As for the impressive gain, Burkhardt says, “it is a super figure — and we don’t expect it to be up that much in 2015 over 2014. But we were kind of digging out of a hole…a lot of distressed sales went down.”
The association’s annual MLS residential sales summary for 2014 reports that the local median sales price was $219,950, versus the 2013 median of $195,000.
In total, 891 homes sold last year, down two percent over the previous year. However, private sales accounted for 84 percent of the sales, up 13 percent from the previous year. Bank-owned and short sales, at ten and six percent of total sales, respectively, show a decrease of 45 and 38 percent over the previous year. While the high sales price of $850,000 was down five percent, the low sales price of $34,000 was up 36 percent.
Private Sales Now 9 in 10
Compare this to a recent 2015 snapshot of active listings, taken Jan. 5. Of 351 listings, approximately 91 percent are private.
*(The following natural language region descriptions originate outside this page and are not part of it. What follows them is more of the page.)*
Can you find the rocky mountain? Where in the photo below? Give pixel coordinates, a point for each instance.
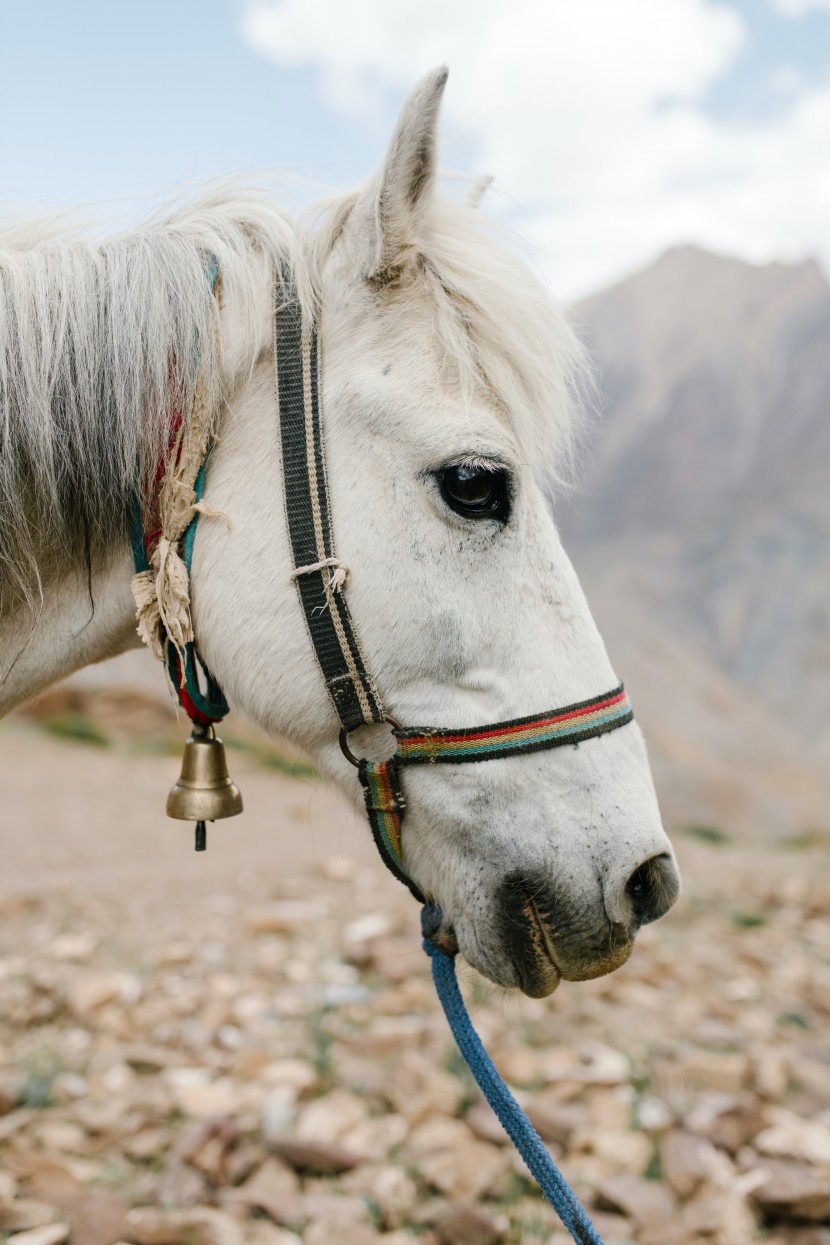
(706, 499)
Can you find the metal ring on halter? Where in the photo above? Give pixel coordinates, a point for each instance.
(344, 738)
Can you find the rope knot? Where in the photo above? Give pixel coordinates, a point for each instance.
(339, 577)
Using the average monthly rate of sales for 2014, Burkhardt says that the snapshot indicates a current inventory of slightly less than five months.
Burkhardt points out that during 2011, when the region recorded its low point median of $160,000, bank-owned and short sales, at 39 and 12 percent, respectively, together comprised slightly more than half of residential sales.
Additionally, the association reports that 43 percent of 2014 sales came from homes that sold at or below $200,000, 32 percent of which brought $175,000 or less. The 2013 figures, 53 and 43 percent, respectively, indicate that sales of homes at or below $200,000 decreased by 19 percent and sales within the $175,000 range went down a whopping 27 percent.
“The ‘fixer-upper’ opportunities are definitely diminishing…the quality in the $175,000 range is going down,” Burkhardt states, and indicates some “do-able for mortgage” properties remain as opportunities for under $200,000.
As far as current real estate trends, “I think that what we’re finding is that…there’s more interest in being below the snowline than at or above,” Burkhardt says. She adds that water issues throughout California have gotten people’s attention, enough so that potential buyers are more interested these days in properties that tie in to water districts.
Burkhardt also shares as a take-away from the report: “If you look at…different desirable areas in California…we are considered to be pretty affordable…we can get some great houses here…for a pretty reasonable amount of money…compared to what you’ll dealing with for the housing market in California, so we have to point that out.”